AlphaProof and AlphaGeometry 2 at IMO
This year at the International Mathematical Olympiad (IMO), participants were tested with six diverse problems: two in algebra, one in number theory, one in geometry, and two in combinatorics. Google researchers translated these problems into formal mathematical language for AlphaProof and AlphaGeometry 2. AlphaProof tackled two algebra problems and one number theory problem, including the most difficult problem of the competition, solved by only five human contestants this year. Meanwhile, AlphaGeometry 2 successfully solved the geometry problem, though it did not crack the two combinatorics challenges
Each problem at the IMO is worth seven points, adding up to a maximum of 42. AlphaProof and AlphaGeometry 2 earned 28 points, achieving perfect scores on the problems they solved. This placed them at the high end of the silver-medal category. The gold-medal threshold this year was 29 points, reached by 58 of the 609 contestants.
Next Leap: Natural Language for Math Challenges
AlphaProof and AlphaGeometry 2 have showcased impressive advancements in AI’s mathematical problem-solving abilities. However, these systems still rely on human experts to translate mathematical problems into formal language for processing. Additionally, it is unclear how these specialized mathematical skills might be incorporated into other AI systems, such as for exploring hypotheses, testing innovative solutions to longstanding problems, and efficiently managing time-consuming aspects of proofs.

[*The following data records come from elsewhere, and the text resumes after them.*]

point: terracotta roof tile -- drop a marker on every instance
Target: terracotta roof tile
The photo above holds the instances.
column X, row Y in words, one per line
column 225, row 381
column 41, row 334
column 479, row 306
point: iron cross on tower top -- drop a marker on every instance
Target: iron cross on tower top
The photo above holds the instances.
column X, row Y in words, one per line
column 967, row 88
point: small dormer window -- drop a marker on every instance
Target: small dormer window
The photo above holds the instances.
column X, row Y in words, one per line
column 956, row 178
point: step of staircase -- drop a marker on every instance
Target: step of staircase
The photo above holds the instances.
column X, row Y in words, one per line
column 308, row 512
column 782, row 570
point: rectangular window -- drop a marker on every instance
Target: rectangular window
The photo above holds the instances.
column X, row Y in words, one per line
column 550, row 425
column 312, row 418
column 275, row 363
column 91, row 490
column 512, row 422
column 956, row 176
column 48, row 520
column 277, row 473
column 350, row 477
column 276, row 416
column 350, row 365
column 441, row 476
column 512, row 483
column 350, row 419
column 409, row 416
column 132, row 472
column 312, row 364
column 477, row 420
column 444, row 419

To overcome these limitations, Google researchers are developing a natural language reasoning system based on Gemini and their latest research. This new system aims to advance problem-solving capabilities without requiring formal language translation and is designed to integrate smoothly with other AI systems.
The Bottom Line
The performance of AlphaProof and AlphaGeometry 2 at the International Mathematical Olympiad is a notable leap forward in AI’s capability to tackle complex mathematical reasoning. Both systems demonstrated silver-medal-level performance by solving four out of six challenging problems, demonstrating significant advancements in formal proof and geometric problem-solving. Despite their achievements, these AI systems still depend on human input for translating problems into formal language and face challenges of integration with other AI systems. Future research aims to enhance these systems further, potentially integrating natural language reasoning to extend their capabilities across a broader range of mathematical challenges.